Son petit frère donne un coup de main sur la community management, quelques
autres free-lance s'occupent des commentaires sur le blog en permanence, qu'ils
résident à Chambéry, Sacramento ou Bali. En tout, le concept d'Alex réunit
aujourd'hui une quinzaine de personnes. Plus que jamais, il veut devenir une
marque. "Ce que je veux que les gens fassent, c'est un raccourci. Penser à Alex les
bons plans en pensant à New York. Pas forcément parce que je suis mégalo, mais
plutôt parce que j'ai créé ce petit univers, c'est mon personnage qui est tête de
gondole et qui permet de vendre au niveau marketing". Récemment, l'ancien
blogueur à plein temps devenu chef d'entreprise a organisé un concours dans lequel
il a permis à deux jeunes du sud de la France de partir une semaine dans sa ville
préférée avec lui en décembre prochain, non sans avoir sélectionné le duo parmi 275
autres candidats au concours. Il avoue avoir fait ça par plaisir, mais aussi pour
garder contact avec ces touristes qui ont fait son succès. "Je commence à être un
peu connu, j'ai un peu peur de perdre cette proximité avec les gens, c'est aussi le but
de l'opération. Aujourd'hui, je n'ai malheureusement plus le temps de répondre à tout
le monde, je suis donc un peu frustré. J'essaye quand même d'être présent. Je n'ai
surtout pas envie d'avoir la grosse tête et de devenir inaccessible".
"Elle et lui"
Pourtant, le succès est quantifiable : "Alex les bons plans" revendique quatre à six
mille visites par jour, 100 000 rien que sur le mois d'octobre, 1,7 millions en 2016.

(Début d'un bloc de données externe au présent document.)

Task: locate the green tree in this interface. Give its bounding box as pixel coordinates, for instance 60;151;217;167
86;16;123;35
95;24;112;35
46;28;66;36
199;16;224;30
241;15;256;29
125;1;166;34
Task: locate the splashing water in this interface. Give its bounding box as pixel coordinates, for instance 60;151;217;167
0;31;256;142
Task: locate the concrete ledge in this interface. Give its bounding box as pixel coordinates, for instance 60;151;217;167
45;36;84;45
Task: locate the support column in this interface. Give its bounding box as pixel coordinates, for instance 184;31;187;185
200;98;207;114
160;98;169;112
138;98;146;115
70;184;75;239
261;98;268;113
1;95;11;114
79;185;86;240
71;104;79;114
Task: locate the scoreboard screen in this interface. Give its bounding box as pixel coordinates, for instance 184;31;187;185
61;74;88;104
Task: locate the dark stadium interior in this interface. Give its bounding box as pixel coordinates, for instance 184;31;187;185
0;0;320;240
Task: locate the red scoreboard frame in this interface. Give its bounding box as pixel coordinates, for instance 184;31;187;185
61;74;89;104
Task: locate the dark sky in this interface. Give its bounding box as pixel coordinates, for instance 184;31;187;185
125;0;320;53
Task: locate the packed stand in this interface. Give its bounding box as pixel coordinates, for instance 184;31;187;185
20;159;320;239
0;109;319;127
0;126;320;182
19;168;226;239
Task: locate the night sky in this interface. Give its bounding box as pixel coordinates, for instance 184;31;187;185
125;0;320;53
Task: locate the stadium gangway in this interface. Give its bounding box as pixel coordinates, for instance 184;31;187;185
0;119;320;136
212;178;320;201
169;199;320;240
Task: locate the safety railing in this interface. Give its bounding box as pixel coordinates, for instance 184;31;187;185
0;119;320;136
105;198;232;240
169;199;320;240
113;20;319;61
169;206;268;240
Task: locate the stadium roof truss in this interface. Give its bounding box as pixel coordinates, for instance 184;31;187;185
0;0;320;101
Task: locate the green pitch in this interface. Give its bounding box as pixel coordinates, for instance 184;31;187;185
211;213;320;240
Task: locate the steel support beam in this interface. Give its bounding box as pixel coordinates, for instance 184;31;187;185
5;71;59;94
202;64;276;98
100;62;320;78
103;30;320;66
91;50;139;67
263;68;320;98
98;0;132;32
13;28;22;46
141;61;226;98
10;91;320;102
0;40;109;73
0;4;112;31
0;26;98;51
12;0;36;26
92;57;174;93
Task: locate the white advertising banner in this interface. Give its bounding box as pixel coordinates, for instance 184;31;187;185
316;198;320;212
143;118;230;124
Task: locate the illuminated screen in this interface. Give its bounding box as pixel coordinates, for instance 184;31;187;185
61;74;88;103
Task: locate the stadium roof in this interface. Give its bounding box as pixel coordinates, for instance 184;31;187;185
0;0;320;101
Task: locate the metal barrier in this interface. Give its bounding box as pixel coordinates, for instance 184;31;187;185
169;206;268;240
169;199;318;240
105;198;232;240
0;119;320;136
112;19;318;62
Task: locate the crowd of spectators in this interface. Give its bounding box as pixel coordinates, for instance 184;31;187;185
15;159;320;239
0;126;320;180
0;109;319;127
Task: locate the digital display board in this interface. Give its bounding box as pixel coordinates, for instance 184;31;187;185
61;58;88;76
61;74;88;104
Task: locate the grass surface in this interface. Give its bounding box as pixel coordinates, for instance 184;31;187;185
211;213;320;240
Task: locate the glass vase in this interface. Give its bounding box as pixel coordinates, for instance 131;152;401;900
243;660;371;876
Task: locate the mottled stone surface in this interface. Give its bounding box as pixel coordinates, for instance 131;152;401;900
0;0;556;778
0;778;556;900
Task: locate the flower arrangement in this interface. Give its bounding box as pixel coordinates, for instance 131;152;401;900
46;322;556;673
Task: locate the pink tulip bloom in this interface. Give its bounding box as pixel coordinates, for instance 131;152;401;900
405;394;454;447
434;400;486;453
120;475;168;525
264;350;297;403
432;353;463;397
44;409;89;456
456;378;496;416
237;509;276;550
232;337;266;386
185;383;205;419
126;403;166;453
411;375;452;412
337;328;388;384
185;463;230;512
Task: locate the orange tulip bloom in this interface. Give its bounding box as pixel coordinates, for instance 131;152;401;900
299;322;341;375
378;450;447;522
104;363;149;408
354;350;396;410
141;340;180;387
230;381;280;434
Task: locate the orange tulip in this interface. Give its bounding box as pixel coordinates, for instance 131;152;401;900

Concernant "New York en français", c'est entre trois et quatre milles personnes qui
ont pu bénéficier de ses visites guidées. Son chiffre d'affaire ne cesse de grimper :
près de 700 000 euros en 2016 contre 350 000 en 2015. Et les projets sont là aussi :
en avril, le site va développer un tour de Central Park à vélo. "J'essayes toujours de
créer des choses qui plaisent aux gens, de l'authenticité", avoue Alex.
On lui a aussi demandé s'il n'était pas un brin lassé de toujours retourner dans la
même ville, s'il ne voulait pas essayer de changer. Pour l'instant, il n'en est
visiblement pas question. "Je n'en ai jamais marre d'y retourner. Cet été, je n'avais
qu'une envie, c'était d'y aller. Je n'y habiterais pas à l'année mais dès que j'y suis,
j'en ai envie. Peut-être que je vais sauter le pas un jour, quand mon fils sera plus
grand". Dernièrement, cela dit, il a ouvert un troisième blog centré sur ses autres
voyages, histoire de varier un peu les plaisirs. Il y parle notamment du Japon, de la
Grèce ou encore de la Réunion, preuve que le goût du voyage ne l'a jamais vraiment
quitté, même s'il en a fait son gagne-pain. Son succès, Alex l'a fondé sans aucun
financement public : vingt euros par an, soit le prix de l'hébergeur, voilà tout ce que
son concept lui a coûté. L'idée d'une levée de fond, très peu pour lui. "Je n'ai pas fait
de prêt personnel pour me financer. Des fois, je me pose des questions pour faire
une levée de fond et agrandir un peu le truc, mais finalement je me rends compte
que ça marche tellement bien comme ça que ce n'est pas forcément nécessaire.
C'est aussi un point fort".
Pour se maintenir en forme (sur place, il fait environ vingt kilomètres par jour à
chaque séjour d'une semaine environ), Alex s'est mis à la marche rapide sur un tapis
de course. Il compte retourner à New York dans un mois, pour le concours, donc,
mais aussi pour faire de nouveaux repérages. Après tous ces allers retours dans
cette ville qui est devenue son job, on se dit forcément qu'Alex a tout vu, tout vécu,
emmené tout le monde à New York. On se trompe encore. "Ma mère rêve d'y aller
depuis longtemps, elle n'y a toujours pas mis les pieds". Cela ne fera jamais qu'une
occasion de plus pour lui d'y retourner.